1_test.trim/level.csv
15_test.trim/level.csv
17_test.trim/level.csv
30_test.trim/level.csv
34_test.trim/level.csv
8_test.trim/level.csv

The output is:

gene_id    1_test    15_test    17_test    30_test    34_test    8_test

I had hard time to understand the $1 within the map() function in the oneliner.
I think I understand what the map() and join() functions in perl, but this $1 tripped me quite hard.
(.)\/ is the regex which is to get rid of the .trim/ part, I believe, but then comes the $1. Maybe, the whole part of map {/(.)\//; $1} is doing something that I did not catch.
I appreciate any explanation for me.

Corona688 · September 15, 2017, 1:36pm

map is confusing because it's actually a kind of loop. $1 is the bracketed part of /(.*)\// in this context.

The whole thing means, "For each item in @ARGV[N], do { /(.*)\//; output[N]=$1 }"

Then the whole thing is crammed into a "join" which returns them tab-separated.

I have no idea why it removes the ".trim", the .*\/ is a regex meaning "several of any character, followed by a forward slash". It just stops at the last forward slash in the string ( not the first, because of greedy matching. )

yifangt · September 15, 2017, 2:28pm

Thanks!
Let's skip the @ARGV and the foreach loop which seems not that confusing to me.
I am aware of perl normally omits the default $, so that I dissect the map{} as complex statements because map{/(.*)\//, $; $1} is with the curly bracket {}, not the round ().
Take the first folder "1_test.trim/level.csv" as example.
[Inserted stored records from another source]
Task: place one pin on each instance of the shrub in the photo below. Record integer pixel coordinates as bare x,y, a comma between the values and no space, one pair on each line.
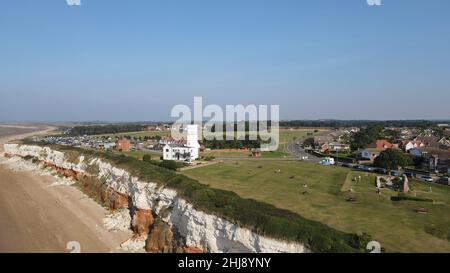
170,165
147,158
405,197
262,218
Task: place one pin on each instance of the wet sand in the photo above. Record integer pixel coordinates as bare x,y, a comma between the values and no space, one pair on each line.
38,217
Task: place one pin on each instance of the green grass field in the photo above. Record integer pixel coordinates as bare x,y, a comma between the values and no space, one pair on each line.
288,135
138,134
395,224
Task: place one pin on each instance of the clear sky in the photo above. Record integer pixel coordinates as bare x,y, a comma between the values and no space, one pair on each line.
122,60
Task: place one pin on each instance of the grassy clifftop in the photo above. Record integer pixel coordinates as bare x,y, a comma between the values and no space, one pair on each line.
262,218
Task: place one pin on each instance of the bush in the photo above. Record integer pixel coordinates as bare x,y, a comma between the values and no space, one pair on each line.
405,197
147,158
171,165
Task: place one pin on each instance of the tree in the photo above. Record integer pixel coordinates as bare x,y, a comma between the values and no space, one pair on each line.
309,142
392,159
366,136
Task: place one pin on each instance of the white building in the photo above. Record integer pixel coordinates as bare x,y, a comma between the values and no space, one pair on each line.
188,152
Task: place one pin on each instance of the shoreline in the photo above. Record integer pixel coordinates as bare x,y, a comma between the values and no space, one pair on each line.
39,215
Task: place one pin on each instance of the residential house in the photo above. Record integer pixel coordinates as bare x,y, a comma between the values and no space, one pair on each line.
382,144
123,145
338,147
369,153
410,144
438,159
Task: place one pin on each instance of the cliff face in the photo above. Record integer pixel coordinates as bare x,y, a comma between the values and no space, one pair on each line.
157,213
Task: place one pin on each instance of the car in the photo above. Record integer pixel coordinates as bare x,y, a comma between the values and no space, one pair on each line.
394,173
366,168
426,178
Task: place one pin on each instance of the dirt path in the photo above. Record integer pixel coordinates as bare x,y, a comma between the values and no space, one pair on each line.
38,217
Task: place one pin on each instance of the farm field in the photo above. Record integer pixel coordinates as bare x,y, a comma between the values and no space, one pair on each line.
138,134
321,193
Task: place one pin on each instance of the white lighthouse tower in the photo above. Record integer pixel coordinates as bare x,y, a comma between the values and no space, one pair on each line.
192,140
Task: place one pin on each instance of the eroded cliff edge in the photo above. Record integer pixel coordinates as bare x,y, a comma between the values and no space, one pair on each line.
160,218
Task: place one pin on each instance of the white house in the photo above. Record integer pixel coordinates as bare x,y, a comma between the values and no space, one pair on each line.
187,152
327,161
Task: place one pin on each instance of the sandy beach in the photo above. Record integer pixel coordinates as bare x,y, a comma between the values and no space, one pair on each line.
36,216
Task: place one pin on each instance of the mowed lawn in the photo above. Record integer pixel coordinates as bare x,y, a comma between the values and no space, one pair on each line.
138,134
289,135
321,193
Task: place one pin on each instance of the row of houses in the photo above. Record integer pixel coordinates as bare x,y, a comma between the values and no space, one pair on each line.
435,151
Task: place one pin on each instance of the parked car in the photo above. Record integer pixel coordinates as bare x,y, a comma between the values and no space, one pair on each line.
394,173
444,181
426,178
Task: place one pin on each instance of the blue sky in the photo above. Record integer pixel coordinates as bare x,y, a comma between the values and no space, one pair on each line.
123,60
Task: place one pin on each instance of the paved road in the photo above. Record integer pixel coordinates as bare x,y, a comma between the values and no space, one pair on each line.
38,217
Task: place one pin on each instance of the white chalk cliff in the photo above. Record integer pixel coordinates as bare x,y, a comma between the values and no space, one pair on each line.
201,230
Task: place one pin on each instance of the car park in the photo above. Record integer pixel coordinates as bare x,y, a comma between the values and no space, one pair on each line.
426,178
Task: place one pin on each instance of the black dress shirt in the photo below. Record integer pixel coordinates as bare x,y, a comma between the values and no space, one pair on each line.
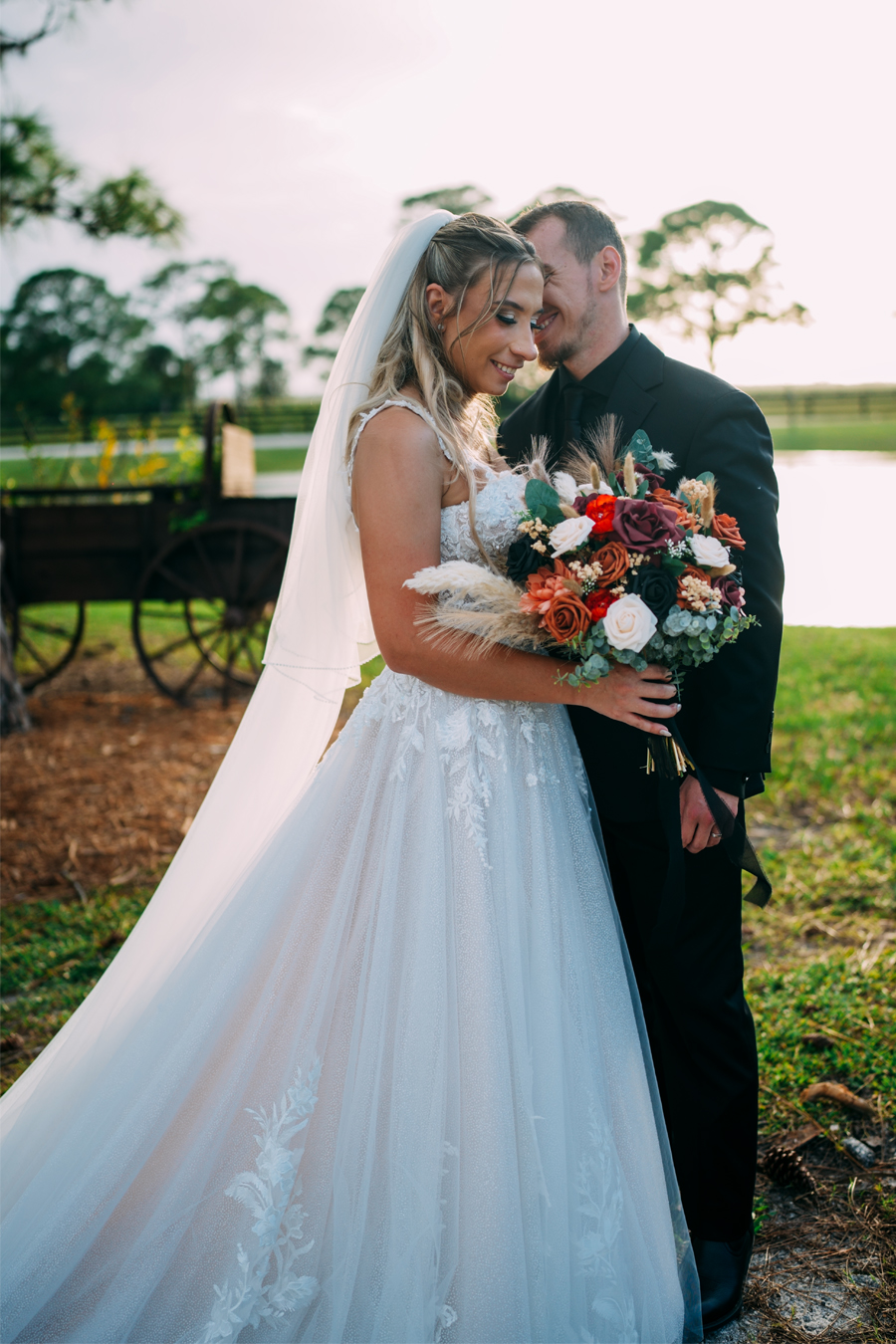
708,426
584,400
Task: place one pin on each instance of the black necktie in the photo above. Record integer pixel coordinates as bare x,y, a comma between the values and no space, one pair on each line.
572,396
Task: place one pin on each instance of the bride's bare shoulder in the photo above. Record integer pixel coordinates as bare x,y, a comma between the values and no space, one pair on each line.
398,425
398,444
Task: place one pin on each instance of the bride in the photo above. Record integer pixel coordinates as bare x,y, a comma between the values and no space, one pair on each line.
371,1067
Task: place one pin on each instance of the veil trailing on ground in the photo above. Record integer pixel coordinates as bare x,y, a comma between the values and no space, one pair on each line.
320,636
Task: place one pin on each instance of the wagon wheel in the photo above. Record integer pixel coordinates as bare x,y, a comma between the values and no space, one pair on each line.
45,638
203,607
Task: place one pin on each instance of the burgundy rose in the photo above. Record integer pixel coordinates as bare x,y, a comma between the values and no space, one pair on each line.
730,590
644,526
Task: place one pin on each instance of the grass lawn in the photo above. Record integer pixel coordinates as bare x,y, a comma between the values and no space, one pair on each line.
819,959
872,436
876,436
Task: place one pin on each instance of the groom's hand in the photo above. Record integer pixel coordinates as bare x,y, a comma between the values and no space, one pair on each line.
699,829
638,699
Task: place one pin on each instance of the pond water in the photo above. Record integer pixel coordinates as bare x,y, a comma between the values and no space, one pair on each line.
837,531
837,525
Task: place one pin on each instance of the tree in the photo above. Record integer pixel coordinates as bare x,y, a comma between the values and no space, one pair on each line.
38,181
68,340
706,273
229,327
55,14
66,333
337,314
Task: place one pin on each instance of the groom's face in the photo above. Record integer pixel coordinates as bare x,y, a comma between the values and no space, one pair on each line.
569,303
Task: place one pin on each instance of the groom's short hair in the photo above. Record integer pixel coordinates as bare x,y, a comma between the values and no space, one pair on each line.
587,229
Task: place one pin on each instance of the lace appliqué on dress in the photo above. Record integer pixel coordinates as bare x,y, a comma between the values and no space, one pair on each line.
599,1193
497,508
368,415
472,740
272,1197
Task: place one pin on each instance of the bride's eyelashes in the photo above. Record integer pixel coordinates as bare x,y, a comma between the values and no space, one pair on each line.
510,320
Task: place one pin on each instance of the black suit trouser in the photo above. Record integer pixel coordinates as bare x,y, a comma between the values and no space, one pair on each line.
700,1028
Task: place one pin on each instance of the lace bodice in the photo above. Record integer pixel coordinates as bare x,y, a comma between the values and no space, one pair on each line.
497,504
497,508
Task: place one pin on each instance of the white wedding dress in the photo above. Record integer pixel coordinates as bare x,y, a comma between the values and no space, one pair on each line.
406,1095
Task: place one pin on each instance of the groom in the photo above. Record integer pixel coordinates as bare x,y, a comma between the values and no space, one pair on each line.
700,1027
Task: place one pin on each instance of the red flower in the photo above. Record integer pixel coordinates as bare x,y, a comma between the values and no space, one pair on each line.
599,602
600,510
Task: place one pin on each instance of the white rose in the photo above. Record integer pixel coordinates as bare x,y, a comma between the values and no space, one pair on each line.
568,534
708,550
629,624
565,487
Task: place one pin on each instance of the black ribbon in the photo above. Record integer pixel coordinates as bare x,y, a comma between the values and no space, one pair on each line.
735,840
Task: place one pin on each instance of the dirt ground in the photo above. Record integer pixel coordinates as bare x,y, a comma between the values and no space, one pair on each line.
107,786
104,790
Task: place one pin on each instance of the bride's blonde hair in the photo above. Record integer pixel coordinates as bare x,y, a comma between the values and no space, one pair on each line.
414,353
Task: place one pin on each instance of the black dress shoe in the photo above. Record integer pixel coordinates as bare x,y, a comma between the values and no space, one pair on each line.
722,1269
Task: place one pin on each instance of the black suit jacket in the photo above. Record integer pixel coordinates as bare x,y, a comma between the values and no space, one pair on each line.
727,705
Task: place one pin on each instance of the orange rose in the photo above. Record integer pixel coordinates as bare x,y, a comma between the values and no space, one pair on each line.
541,588
612,560
726,529
565,617
599,602
600,510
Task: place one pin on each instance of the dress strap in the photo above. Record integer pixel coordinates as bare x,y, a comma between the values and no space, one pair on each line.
411,406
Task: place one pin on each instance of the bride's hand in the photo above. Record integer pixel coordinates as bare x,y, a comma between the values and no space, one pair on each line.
633,698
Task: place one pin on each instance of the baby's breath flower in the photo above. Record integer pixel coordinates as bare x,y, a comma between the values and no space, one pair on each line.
699,594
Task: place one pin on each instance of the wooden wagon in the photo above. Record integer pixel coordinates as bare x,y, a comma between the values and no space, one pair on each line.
200,571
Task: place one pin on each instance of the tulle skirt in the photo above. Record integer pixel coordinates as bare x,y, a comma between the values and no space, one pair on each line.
394,1091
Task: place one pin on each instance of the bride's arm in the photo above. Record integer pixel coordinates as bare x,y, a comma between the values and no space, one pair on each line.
396,498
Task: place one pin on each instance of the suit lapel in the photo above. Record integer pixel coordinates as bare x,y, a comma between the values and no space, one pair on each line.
630,399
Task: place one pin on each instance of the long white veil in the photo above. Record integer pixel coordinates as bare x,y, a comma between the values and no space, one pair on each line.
131,1114
320,634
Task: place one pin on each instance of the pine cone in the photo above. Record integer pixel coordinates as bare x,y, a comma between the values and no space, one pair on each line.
784,1167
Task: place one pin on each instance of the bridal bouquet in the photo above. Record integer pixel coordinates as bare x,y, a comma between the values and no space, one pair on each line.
608,566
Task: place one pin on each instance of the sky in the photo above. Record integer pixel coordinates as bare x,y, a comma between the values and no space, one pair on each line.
288,133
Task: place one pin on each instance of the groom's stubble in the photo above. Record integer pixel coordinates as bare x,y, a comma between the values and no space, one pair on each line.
573,344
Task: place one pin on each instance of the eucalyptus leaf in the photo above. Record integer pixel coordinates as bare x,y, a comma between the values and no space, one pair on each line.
641,449
543,502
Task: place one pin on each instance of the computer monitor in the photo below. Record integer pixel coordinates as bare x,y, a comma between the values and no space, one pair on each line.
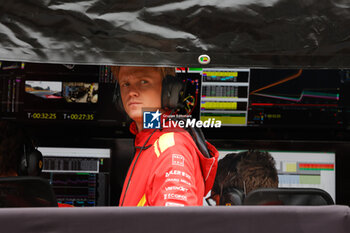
302,169
79,176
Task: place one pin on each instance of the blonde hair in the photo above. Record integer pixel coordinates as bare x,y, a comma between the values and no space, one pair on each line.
164,71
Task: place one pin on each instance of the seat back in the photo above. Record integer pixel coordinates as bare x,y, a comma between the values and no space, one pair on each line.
24,191
288,196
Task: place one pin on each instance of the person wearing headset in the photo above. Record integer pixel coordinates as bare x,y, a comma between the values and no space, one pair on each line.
168,169
240,173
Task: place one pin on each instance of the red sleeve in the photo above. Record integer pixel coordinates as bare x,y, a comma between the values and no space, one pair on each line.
176,176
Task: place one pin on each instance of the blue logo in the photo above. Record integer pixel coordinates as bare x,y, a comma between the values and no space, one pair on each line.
151,120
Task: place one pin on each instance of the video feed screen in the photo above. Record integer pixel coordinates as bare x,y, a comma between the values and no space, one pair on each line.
72,92
44,89
302,169
79,92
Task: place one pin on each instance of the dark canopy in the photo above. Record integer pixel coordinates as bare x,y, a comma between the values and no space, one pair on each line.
234,33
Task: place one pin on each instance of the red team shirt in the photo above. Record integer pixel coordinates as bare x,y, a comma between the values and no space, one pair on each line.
170,171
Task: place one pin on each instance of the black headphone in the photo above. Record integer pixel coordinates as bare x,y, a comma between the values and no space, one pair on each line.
173,93
31,161
232,196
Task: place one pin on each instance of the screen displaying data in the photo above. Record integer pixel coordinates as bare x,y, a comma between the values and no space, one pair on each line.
79,176
303,169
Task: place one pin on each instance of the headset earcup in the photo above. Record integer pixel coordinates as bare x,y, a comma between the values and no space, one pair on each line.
172,89
232,196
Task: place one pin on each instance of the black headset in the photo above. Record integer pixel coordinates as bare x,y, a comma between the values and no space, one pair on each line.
232,196
31,160
173,93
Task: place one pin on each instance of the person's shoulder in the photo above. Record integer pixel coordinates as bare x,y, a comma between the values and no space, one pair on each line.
172,139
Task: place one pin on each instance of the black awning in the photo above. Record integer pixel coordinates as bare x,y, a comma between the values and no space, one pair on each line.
240,33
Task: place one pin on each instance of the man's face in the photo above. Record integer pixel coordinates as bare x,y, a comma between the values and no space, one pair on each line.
140,87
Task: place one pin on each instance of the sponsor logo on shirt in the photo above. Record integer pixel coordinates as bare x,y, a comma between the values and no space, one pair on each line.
178,160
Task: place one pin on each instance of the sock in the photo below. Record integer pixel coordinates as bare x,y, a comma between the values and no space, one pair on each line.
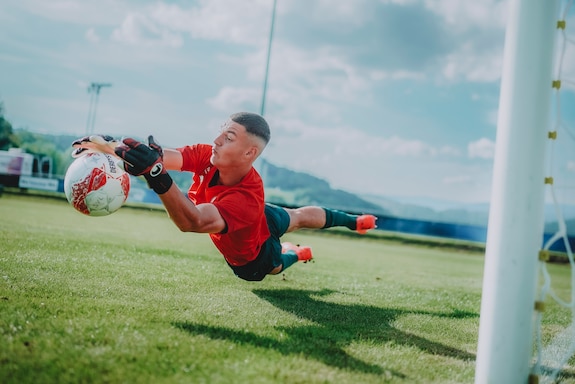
335,218
289,258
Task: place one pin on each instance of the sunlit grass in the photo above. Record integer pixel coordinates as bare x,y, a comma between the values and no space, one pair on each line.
128,298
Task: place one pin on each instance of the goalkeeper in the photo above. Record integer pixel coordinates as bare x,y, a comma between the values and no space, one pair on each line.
226,198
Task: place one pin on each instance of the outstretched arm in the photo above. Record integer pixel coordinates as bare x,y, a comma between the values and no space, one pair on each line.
152,162
201,218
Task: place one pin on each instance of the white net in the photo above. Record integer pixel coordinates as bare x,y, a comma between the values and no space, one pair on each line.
553,358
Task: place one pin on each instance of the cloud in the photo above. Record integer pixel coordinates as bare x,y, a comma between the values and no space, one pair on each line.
482,148
138,29
92,36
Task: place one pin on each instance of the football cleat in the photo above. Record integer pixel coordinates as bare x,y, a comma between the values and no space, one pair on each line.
364,223
303,253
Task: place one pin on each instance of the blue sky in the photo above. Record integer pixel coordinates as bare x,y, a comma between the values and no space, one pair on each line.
390,97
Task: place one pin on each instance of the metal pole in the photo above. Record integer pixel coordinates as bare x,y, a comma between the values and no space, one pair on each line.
515,230
94,89
262,109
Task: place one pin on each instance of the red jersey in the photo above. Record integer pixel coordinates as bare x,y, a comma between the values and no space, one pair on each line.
241,205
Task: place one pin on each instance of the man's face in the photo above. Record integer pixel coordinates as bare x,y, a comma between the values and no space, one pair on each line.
231,145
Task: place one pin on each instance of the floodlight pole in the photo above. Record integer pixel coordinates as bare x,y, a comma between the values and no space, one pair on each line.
94,90
264,93
261,162
515,229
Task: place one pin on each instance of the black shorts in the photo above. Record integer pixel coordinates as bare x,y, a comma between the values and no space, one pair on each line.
270,253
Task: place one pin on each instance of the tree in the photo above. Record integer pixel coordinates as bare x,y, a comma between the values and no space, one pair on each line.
7,138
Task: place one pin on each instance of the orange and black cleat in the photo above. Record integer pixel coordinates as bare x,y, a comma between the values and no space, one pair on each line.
303,253
364,223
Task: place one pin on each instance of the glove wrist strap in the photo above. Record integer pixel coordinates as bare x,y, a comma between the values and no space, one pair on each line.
161,183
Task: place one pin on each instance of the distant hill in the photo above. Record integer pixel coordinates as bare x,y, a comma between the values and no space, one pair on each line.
290,188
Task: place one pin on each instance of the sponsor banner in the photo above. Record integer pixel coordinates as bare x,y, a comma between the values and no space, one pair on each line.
38,183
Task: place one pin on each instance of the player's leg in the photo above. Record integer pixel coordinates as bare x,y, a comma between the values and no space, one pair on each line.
320,218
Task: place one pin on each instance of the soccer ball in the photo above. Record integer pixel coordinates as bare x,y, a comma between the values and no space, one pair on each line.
96,185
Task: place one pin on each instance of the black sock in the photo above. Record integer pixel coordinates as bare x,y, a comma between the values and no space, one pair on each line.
335,218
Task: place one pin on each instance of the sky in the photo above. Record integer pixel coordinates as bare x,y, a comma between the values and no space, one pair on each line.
396,98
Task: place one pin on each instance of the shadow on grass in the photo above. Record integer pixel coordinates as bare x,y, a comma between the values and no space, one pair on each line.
335,327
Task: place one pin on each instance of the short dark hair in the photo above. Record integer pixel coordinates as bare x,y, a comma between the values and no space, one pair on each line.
254,124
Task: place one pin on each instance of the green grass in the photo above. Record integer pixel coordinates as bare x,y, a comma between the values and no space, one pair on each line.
127,298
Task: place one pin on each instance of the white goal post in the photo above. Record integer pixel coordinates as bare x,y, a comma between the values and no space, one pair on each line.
515,228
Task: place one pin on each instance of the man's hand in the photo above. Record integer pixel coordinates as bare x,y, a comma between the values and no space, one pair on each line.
94,143
145,160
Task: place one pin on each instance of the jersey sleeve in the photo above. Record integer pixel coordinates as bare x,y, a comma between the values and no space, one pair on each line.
195,158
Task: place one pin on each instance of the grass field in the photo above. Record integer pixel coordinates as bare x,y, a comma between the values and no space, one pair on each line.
127,298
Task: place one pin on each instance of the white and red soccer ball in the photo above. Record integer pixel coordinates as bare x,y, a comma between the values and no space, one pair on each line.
96,185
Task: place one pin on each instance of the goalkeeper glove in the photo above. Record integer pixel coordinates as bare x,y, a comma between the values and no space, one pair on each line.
94,143
145,160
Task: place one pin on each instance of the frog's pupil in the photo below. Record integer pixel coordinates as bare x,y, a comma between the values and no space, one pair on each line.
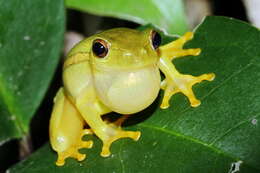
156,39
99,49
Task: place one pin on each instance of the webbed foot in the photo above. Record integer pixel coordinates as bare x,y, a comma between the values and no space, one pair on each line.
73,150
115,133
183,83
174,81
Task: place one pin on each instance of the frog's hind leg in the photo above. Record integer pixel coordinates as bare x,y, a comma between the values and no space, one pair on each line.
66,130
107,132
175,82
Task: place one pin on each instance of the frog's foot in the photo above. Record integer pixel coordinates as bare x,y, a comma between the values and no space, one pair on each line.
114,133
73,150
175,49
182,83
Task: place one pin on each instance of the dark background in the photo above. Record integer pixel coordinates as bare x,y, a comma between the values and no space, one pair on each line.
88,24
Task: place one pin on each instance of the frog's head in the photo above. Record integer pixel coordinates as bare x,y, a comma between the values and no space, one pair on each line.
124,49
123,62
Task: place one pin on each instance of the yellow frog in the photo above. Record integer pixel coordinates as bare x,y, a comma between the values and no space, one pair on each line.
115,71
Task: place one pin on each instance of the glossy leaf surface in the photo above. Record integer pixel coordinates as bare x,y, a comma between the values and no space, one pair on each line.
221,135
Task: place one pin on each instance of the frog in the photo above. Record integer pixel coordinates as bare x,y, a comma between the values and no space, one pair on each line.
117,70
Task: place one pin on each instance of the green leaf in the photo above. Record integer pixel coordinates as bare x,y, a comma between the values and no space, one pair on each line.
222,134
167,15
31,34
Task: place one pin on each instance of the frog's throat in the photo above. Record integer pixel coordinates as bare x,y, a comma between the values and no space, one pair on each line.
128,92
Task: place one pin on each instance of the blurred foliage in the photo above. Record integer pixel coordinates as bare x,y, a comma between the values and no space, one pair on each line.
210,138
167,15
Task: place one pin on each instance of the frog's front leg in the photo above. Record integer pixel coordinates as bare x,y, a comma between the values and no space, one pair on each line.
66,130
174,81
108,133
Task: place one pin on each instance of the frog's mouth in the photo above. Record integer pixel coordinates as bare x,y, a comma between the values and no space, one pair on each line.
128,92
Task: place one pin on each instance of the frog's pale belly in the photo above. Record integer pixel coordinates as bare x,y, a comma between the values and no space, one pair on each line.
128,92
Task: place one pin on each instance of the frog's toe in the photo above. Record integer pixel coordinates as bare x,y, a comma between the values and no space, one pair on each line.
183,84
79,156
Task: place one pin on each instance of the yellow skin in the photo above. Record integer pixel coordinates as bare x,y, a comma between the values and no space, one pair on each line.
126,81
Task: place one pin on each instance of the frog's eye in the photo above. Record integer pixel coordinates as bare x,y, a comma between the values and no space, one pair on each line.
100,48
155,39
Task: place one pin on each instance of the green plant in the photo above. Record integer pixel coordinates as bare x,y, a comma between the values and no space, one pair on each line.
221,135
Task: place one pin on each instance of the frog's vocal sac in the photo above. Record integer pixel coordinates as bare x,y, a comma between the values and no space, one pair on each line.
115,71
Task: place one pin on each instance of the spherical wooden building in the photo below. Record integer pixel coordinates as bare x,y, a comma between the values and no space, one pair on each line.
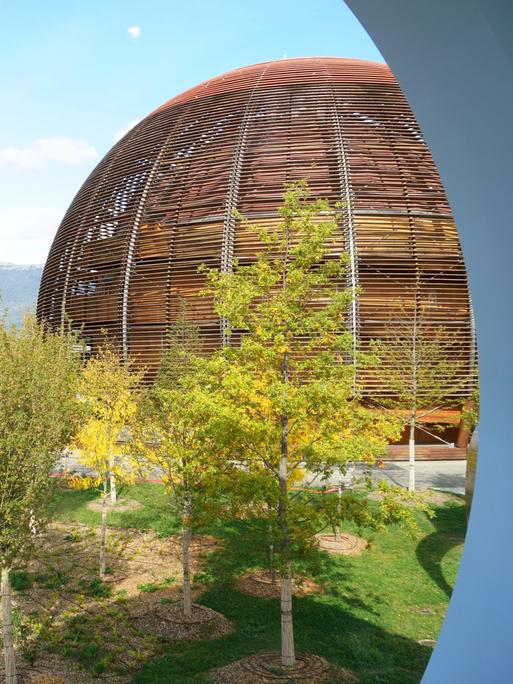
161,203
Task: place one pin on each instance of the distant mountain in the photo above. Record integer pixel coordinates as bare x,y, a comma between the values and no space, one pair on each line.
19,285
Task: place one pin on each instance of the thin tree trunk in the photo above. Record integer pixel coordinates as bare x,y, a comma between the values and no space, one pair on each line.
113,489
271,555
339,505
288,655
10,662
411,457
103,533
186,542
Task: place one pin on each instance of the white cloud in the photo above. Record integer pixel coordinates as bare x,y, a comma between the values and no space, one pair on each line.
26,233
123,131
60,149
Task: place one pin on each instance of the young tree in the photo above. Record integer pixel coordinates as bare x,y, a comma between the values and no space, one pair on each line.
38,408
424,368
288,387
177,432
108,390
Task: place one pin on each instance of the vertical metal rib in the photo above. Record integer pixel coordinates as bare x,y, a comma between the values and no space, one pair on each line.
349,229
131,248
232,198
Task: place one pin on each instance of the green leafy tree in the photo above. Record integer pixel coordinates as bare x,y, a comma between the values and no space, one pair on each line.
177,433
38,410
424,367
108,390
289,387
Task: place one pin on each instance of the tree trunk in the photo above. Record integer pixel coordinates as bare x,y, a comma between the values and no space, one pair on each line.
271,555
10,662
186,542
411,457
113,490
112,479
339,506
103,532
288,655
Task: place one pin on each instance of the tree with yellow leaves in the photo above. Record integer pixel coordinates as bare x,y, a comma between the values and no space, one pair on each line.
288,387
38,413
177,436
108,390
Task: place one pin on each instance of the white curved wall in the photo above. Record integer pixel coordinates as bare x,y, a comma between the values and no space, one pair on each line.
454,62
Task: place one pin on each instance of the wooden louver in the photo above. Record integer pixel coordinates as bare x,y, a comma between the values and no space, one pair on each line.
160,204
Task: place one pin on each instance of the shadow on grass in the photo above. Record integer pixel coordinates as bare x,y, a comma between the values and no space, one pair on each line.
70,506
335,625
372,653
450,522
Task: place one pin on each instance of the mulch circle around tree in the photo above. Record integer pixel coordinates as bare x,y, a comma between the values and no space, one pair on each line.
267,668
347,544
119,506
259,583
169,622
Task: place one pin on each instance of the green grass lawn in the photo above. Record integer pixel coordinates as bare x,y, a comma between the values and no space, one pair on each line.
374,610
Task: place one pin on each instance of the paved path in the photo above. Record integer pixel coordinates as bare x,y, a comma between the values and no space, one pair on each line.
447,475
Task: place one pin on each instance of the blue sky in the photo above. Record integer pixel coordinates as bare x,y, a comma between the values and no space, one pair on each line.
74,77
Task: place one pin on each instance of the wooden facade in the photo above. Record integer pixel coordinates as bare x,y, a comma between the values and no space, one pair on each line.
160,204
I tried to understand it with two steps.
I am not quite clear with your output[N] = $1.
First is map(/(.*)\//, $_). I thought
$0 = 1_test.trim/level.csv # similar to $0 in awk, not accurate but to give some idea for parsing. So I changed to give the correct part
$1 = 1_test.trim/ #"Not "1_test" at the original post after I struggled with this part that level.csv is skipped/omitted!
Is this correct?

Corona688 · September 15, 2017, 2:58pm

Yes. Perl allows you to call things without the () if you really want to, and they did so here. How it would with them is:

map( {code block}, @ARGV)

So @ARGV is the input array, and {code block} is what it does to every element of the array in turn. It's given @ARGV[N] as its argument, and returns whatever you want to transform it into.

I'm not sure that's valid syntax for perl in general - shoving entire code blocks wherever - especially since that code block isn't executed immediately, but repeatedly called by map(). This seems like special behavior.

The steps in the { } block are:

Match $_ (i.e. @ARGV[N]) against /(.*)\//
Return $1, i.e. the bracketed section matched by the regex
Assign the returned value to output[N] ( implied, done internally by map() )

Once every element is parsed, it's returned as a list into join().

Corona688 · September 15, 2017, 3:01pm

You know what? When I execute this, it does return the ".trim" part. So that's one mystery solved. That trimming is either done before or after perl.

$ perl -e 'print "gene_id\t", join("\t", map {/(.*)\//; $1} @ARGV),"\n";' 1_test.trim/level.csv
gene_id 1_test.trim

$

yifangt · September 15, 2017, 3:56pm

It does print ".trim" ---That's my bad!
Thank you so much!!!!!! $1 is the back reference from the regex.
Modified version gives expected output in post #1.

perl -e 'print "gene_id\t", join("\t", map {/(.*_test).trim\//; $1} @ARGV),"\n";' *_test.trim/level.csv

Wish perldoc had explicitly addressed this.